Persoalan menjadi lebih lebar, jika pribadi hukum itu mencakup subyek hukum yang bukan manusia yang disebut badan hukum. Hans Kelsen merumuskan badan hukum sebagai perkumpulan dari sejumlah manusia yang menerima hak dan kewajibannya dari suatu tata hukum (rechtsordnung), yang karenanya tidak dapat dianggap sebagai hak dan kewajiban perorangan dari orang-orang yang menjadi anggota badan hukum tersebut. Tata hukum itu melimpahkan hak dan kewajiban tersebut melalui anggaran dasarnya, sekaligus membatasi hak dan kewajiban badan hukum tersebut, maupun pertanggungjawabannya. Jika dilihat dalam kaitannya dengan para pribadi, yang menjadi anggotanya, anggaran dasar itu merupakan tata kaidah yang mengatur perilaku mereka sebagai anggota badan hukum. Dengan demikian, anggaran dasar itu menjadi tata hukum internal yang dibedakan dari tata hukum eksternal (tata hukum negara).
Jika tata hukum internal (anggaran dasar) meletakkan dan mengatur hak dan kewajiban antar anggota, serta antara anggota dengan perkumpulannya, maka tata hukum eksternal (tata hukum negara) meletakkan dan mengatur hak dan kewajiban perusahaan dalam hubungannya dengan negara. Badan hukum itu terjadi dari manusia, dan baik manusia maupun badan hukum itu, merupakan pribadi hukum, sehingga keduanya merupakan subyek hukum. Karena negara dapat diletakkan dalam kerangka korelasi hak dan kewajiban dengan suatu subyek hukum, oleh karena itu negara adalah subyek hukum.

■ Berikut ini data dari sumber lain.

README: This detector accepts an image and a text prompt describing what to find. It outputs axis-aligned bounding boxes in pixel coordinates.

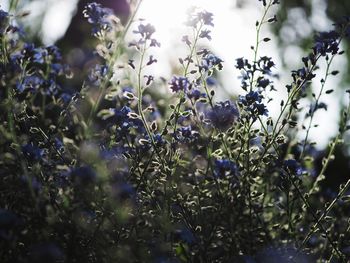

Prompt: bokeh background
[0,0,350,194]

Dalam hal ini, Hans Kelsen menegaskan bahwa negara adalah subyek hukum, meskipun dalam perkembangannya, negara tidak hanya mengemban hak dan kewajiban sebagai subyek hukum, melainkan juga memiliki kekuasaan kenegaraan (staatsgewalt). Pertanyaannya, mengapa negara memiliki kekuasaan itu, sedangkan subyek hukum lainnya tidak, mengapa negara boleh menjatuhkan hukuman mati dan melaksanakannya, sedangkan manusia dan badan hukum lainnya tidak boleh. Dari manakah negara memperoleh kekuasaan lebih tersebut, kalau begitu negaralah yang menentukan bagaimana hukum itu. Pertanyaan-pertanyaan tersebut, memaksa untuk membahas hakekat negara dalam hubungannya dengan hukum.
Lebih lanjut Hans kelsen mengatakan bahwa bukan negara yang tunduk kepada hukum yang dibuatnya, melainkan adalah hukum yang mengatur perilaku manusia, termasuk juga perilaku negara yang menghasilkan hukum. Negara hanya bereksistensi dalam tindakan kenegaraan, yaitu tindakan yang dilakukan manusia dan ditujukan kepada negara sebagai pribadi hukum, karena itu jika negara membuat hukum, maka sebenarnya adalah manusia yang melalui tindakan yang ditujukannya kepada negara sebagai pribadi hukum yang membuat hukum. Suatu proses dimana negara membuat hukum, kemudian tunduk kepada hukum yang dibuatnya adalah proses yang tidak mungkin dan karena proses seperti itu tidak mungkin, maka pandangan yang mendudukkan negara sebagai subyek hukum semata-mata belum memberikan jaminan bahwa negara merupakan negara hukum. Dalam hal yang demikian, negara persis sama seperti subyek hukum lain yang dapat melakukan pelanggaran hukum.